As I became more aware of all that history, I saw that my own time's way of challenging establishment customs was similar in some respects to an attitude that seemed to have skipped a generation. The handiest example of that was how they stood on the Vietnam War. My parents' generation seemed much more pro-war than were their parents.

Maybe I also noticed all that because, to no small extent, I was raised by my mother's parents. Anyway, now I'm noticing that a lot of young people are supporting Bernie Sanders -- who sounds like an old hippie at times. Their current support of Sanders reminds me of how thoroughly I was all for Eugene McCarthy at this time of the year, 48 years ago. In February of 1968 I was an anti-war sailor, who was too outspoken about it for his own good. 

Four years later, when George McGovern got the Democratic nomination, I was more passionate in my support of him than I've ever been for any presidential candidate. By this time I was the manager of the Biograph Theatre, so I helped to stage an event there to benefit McGovern. My bosses in Washington D.C. supported it without reservation. (The button I designed for the McGovern campaign is pictured below.)
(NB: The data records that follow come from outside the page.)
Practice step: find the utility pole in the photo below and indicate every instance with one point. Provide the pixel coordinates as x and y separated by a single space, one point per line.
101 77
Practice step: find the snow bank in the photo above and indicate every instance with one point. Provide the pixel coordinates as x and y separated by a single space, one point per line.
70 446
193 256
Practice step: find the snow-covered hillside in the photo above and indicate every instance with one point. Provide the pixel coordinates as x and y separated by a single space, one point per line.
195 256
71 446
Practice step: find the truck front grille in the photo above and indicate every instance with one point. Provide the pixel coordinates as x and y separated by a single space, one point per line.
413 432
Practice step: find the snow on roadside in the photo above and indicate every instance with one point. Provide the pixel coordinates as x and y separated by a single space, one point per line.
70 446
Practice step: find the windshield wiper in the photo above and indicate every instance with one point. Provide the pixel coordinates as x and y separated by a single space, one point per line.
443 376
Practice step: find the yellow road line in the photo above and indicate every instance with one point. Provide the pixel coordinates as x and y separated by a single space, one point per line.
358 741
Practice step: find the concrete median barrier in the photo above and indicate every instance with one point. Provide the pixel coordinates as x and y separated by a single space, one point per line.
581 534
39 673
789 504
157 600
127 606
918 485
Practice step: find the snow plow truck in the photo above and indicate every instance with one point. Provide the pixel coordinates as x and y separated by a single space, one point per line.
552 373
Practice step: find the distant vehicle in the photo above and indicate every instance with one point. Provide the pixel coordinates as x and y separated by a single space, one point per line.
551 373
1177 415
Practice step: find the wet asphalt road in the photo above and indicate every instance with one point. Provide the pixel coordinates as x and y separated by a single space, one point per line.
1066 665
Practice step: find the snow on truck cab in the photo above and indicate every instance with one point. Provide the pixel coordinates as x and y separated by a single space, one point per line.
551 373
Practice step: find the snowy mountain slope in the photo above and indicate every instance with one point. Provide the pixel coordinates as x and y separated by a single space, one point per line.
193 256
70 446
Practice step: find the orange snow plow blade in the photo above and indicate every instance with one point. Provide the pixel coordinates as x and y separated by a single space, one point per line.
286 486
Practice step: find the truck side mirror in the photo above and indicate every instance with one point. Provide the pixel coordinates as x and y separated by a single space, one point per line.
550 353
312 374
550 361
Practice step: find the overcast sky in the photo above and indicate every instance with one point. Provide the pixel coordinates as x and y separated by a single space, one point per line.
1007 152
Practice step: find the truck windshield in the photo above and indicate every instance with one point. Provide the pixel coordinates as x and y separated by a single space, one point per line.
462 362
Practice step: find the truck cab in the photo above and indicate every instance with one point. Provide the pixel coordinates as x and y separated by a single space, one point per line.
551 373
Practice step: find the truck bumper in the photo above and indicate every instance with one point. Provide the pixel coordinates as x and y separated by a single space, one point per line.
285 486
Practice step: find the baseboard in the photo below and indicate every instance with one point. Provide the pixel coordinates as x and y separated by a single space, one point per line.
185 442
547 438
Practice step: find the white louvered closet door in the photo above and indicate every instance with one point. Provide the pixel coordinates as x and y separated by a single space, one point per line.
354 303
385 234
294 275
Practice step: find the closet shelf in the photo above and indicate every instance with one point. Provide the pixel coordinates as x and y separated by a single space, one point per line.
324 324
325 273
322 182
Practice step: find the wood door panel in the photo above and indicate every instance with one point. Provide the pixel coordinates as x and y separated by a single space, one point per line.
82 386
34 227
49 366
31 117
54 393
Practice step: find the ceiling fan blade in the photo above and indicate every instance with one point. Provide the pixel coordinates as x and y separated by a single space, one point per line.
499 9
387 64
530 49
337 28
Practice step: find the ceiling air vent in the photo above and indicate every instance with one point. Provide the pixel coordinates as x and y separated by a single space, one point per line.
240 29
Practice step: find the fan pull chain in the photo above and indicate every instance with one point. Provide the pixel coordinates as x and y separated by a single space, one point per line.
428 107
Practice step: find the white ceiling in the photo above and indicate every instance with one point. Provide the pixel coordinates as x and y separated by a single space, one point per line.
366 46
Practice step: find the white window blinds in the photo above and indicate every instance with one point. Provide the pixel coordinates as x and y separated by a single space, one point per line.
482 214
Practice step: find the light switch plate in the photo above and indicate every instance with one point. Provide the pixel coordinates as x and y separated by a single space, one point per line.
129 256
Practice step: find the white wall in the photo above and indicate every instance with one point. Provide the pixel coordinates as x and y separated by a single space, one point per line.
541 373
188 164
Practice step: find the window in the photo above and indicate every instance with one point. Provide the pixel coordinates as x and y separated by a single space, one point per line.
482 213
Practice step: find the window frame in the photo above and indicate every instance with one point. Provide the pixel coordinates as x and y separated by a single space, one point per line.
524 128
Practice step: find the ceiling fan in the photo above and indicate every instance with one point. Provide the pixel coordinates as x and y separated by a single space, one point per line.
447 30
Now my granddaughter, Emily, is a Sanders supporter. Since she's away at school (JMU), she's voting by way of an absentee ballot. I wonder how many of her peers will push through whatever it takes to make sure they vote this year. A lot of people in their parents' generation are expecting them to lose interest in the election as the weather warms up.

Therefore, I sure hope Emily's generation does more to support Sanders than mine did for McGovern. One of the biggest misconceptions about the hippies and young liberals of my salad days is how many of us there really were. While the most visible of us seemed caught up in the so-called "revolution," in truth, it was way less than half of the baby boomers. 

Most people my age stayed on the sidelines during the cultural upheaval that is so fondly remembered by movies and television programs looking back on that time. They were spectators who were only too happy when the culture shifted into reverse gear with the election of Ronald Reagan as president in 1980. 

Then came a steady drift to the right, politically, that continued for decades. The Democrats of the 1990s bore little resemblance to their counterparts of the previous generation. The drift ended during George W. Bush's presidency. Bush left the White House with "conservatism" in shambles. It's hard for me to see anyone on the GOP landscape who can fix that any time soon. 

So, in my view, the Democratic nominee should have an advantage in November. Consequently, barring catastrophic game-changing events, I think either of the Democratic contenders would win the general election. But I think Bernie would beat the Republican nominee by a wider margin than Hillary would. And, I think he would be more help to down-ballot Democrats. 

However, for Sanders to win the Democratic nomination it's going to take a huge turnout of young volunteers and voters. Clinton is still the more likely betting favorite to be at the top of the ticket. It's going to take unprecedented turnouts in the upcoming primaries to change that. It may even take a last-stand turnout of every old hippie who remembers what a great president George McGovern would have made.